The book starts as a comedy, slips into a thriller, and ends a horror story.
Amis saw the novel as a kind of overall investigation. "Mary (the main character) doesn't know what her role is," Amis explained in 1981.[1] "Because of this, men start questioning their own attitudes towards women, and even about themselves. When one's role is undermined, you begin to look at everything around you in a different light."
The book was well-received in Britain and the United States. The writer J.G. Ballard called Other People "Powerful and electrifying... 'Other People' is a metaphysical thriller, Kafka reshot in the style of Psycho." Writing in Britain's The Guardian, poet, writer and critic Anthony Thwaite spoke the novel's "enormous confidence of address," continuing, "Other People is 'about' a descent into Hell, Hell being 'other people'-- it's a very strange and impressive performance."[2] The Times found "For all its savagery... Other People is a funny book... an achievement light years ahead of his earlier novels."[3] Judy Dempsey wrote in The Irish Times, "Amis has done something important in 'Other People.'"[4] In the Los Angeles Times, Charles Champlin called Amis "an English literary celebrity who, like Norman Mailer and Truman Capote here, finds himself in the columns more often than some film stars," and found the book, "an ingenious and mischievous piece of writing, nothing like a mystery with a tidy ending...a tour de force."[5]

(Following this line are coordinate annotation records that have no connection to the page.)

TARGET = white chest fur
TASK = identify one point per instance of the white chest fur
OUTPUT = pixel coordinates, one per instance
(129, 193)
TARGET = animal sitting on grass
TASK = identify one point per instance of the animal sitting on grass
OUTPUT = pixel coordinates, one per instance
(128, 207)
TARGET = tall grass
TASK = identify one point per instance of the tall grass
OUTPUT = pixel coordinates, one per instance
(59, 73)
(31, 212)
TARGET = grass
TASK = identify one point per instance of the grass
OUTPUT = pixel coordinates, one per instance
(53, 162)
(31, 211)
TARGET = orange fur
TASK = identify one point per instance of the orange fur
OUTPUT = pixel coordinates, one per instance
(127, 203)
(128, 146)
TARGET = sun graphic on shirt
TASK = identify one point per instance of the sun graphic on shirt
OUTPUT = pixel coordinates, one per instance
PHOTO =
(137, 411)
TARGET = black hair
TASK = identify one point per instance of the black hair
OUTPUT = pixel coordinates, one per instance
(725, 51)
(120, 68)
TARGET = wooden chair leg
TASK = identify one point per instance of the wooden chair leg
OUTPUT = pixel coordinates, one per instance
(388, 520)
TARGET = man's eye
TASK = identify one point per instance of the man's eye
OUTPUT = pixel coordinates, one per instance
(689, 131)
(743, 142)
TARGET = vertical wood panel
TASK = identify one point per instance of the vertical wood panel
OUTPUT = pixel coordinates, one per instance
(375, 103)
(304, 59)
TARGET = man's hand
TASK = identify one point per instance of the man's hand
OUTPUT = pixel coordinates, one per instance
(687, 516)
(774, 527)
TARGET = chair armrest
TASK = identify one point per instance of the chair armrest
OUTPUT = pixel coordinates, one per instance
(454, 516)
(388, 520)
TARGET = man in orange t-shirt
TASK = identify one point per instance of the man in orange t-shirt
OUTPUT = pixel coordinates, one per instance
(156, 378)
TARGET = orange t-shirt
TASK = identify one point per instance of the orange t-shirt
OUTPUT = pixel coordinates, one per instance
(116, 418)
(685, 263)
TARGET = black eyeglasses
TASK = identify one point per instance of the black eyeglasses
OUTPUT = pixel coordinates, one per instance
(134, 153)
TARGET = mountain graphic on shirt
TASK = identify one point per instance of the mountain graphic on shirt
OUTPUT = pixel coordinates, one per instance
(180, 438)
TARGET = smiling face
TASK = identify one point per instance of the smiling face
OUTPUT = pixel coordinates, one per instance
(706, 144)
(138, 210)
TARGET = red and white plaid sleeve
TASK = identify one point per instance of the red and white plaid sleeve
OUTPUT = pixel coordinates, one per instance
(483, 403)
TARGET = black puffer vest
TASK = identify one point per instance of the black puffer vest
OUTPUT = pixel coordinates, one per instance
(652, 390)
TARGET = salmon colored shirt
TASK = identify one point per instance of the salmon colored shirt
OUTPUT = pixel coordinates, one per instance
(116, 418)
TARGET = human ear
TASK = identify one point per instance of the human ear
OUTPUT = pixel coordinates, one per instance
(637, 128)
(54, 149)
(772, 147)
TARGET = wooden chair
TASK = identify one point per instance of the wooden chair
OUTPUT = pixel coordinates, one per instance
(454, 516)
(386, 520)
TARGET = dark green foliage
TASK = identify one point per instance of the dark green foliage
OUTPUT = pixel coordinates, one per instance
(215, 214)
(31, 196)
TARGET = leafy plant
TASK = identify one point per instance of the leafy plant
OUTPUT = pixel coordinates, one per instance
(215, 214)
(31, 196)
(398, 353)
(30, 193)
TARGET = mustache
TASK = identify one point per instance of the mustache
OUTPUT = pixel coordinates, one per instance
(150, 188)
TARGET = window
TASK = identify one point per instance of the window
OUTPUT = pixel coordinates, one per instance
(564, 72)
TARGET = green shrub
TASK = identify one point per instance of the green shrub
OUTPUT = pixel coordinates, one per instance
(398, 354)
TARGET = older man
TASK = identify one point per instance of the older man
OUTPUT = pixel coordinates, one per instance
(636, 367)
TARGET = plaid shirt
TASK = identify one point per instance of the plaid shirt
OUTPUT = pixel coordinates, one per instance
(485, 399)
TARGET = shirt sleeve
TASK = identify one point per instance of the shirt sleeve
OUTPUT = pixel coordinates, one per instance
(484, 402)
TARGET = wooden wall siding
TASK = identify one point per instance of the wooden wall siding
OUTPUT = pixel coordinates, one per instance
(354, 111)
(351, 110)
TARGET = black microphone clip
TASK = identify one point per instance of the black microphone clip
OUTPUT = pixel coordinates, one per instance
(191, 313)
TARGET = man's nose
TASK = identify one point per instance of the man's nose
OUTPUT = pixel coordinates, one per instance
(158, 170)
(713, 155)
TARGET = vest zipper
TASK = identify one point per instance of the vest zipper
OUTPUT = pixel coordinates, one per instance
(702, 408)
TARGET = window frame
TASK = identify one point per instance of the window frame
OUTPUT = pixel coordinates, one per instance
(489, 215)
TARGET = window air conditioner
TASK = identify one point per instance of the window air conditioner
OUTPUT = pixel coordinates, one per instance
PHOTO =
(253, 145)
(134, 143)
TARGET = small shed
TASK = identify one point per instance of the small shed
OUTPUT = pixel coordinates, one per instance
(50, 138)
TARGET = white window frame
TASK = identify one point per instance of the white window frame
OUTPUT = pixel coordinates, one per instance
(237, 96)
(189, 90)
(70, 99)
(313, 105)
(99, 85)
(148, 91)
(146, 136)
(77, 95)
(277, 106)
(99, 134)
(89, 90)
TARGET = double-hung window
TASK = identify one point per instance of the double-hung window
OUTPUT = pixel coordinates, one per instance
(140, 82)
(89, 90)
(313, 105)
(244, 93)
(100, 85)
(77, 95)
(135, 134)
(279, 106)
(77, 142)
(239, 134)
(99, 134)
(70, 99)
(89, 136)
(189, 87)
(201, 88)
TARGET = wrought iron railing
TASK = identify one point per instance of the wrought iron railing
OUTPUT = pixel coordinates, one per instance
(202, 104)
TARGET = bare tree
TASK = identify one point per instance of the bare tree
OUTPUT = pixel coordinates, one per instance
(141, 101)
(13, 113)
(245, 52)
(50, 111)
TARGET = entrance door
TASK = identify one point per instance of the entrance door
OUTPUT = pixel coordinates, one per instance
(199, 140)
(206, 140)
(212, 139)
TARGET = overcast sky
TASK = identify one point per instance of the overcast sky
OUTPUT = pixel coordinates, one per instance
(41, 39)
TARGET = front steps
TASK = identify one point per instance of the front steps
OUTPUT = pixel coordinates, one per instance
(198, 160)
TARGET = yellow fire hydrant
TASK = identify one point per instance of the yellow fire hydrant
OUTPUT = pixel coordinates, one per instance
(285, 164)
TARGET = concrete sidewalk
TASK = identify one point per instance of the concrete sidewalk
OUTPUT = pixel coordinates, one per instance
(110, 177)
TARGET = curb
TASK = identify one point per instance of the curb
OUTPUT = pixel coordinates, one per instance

Other People is the first book Amis completed after choosing to become a full-time fiction-writer; he had been on-staff at the New Statesman until 1979. Amis told an interviewer "I wanted to leave to devote myself to full-time writing. It was the responsibility of doing something else, not wholly connected with my writing that exhausted me from writing what I wanted. I enjoyed it, but I felt writing was more important."[6]